Report: NC’s child poverty rate among nation’s highest
According to a new report, the recession is continuing to take a heavy toll on children and families in North Carolina.
[pullquote]This report shows that North Carolina’s children continue to suffer from the recession, and sustained investments are needed to help reduce the negative impacts of a challenging economy on our children and families[/pullquote]“The Recession’s Ongoing Impact on Children, 2012: Indicators of Children’s Economic Well-Being,” commissioned by the bipartisan national child advocacy group First Focus, uses unemployment, nutrition assistance and lagged poverty data to forecast child poverty rates in 2012. The report predicts the national child poverty rate will likely remain at a high 22.5 percent, meaning that more than one in every five children in the country lives in poverty.

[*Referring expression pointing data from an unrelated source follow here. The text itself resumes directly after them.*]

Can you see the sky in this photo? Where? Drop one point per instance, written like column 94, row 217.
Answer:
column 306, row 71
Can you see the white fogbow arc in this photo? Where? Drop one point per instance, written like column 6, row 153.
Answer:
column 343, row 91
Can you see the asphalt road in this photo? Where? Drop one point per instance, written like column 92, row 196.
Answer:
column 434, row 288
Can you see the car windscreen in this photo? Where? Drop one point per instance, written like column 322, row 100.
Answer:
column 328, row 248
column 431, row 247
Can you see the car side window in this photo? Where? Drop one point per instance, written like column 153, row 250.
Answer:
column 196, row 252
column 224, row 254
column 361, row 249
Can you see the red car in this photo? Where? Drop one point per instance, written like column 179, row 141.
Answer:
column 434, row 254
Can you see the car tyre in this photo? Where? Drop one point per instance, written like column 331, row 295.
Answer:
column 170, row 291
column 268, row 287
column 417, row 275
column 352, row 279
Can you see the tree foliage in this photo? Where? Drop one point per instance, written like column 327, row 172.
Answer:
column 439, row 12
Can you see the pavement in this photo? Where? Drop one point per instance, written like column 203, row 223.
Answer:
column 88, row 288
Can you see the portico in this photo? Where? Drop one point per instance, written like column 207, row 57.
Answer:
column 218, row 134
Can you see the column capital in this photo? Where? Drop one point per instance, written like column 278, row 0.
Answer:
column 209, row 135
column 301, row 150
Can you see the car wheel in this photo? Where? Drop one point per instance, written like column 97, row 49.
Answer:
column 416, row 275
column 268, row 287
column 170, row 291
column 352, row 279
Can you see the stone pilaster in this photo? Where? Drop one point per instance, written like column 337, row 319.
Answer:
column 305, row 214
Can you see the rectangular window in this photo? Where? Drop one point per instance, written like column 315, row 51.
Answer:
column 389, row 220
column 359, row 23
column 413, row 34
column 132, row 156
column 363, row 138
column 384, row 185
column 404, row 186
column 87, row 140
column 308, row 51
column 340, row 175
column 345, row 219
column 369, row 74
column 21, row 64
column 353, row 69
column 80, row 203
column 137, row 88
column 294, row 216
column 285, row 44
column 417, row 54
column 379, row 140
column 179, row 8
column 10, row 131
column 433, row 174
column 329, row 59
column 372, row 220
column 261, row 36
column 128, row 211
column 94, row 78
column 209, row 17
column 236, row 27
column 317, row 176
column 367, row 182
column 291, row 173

In North Carolina, the child poverty rate is expected to remain among the highest in the country at 26 percent.
“This report shows that North Carolina’s children continue to suffer from the recession, and sustained investments are needed to help reduce the negative impacts of a challenging economy on our children and families,” said Deborah Bryan, president and CEO of Action for Children North Carolina, a leading statewide child advocacy group. “Investments like tax credits for working families, Medicaid and other public health insurance programs for children are essential to help protect the well-being of our children and youth in times of need.”
The report also examines the number of food aid recipients and parental employment. In North Carolina:
• An estimated one in 10 children lived with an unemployed parent in 2012, more than twice the rate at the start of the recession (four percent in 2007).
• An estimated 118,000 children lived with parents who were unemployed for six months or more in 2012, up from 23,000 in 2007.
• The number of SNAP recipients nearly doubled in 2012 (1,157–a 90 percent increase since 2007).
Action for Children North Carolina says that these figures are important because a child’s current and future health and well-being are shaped by his or her economic security early in life. Bouts of parental unemployment and poverty can create both immediate and long-lasting damages that can harm a child’s growth and development and lead to psychological stress, poorer academic performance and even increased incidences of abuse and neglect, according to the agency.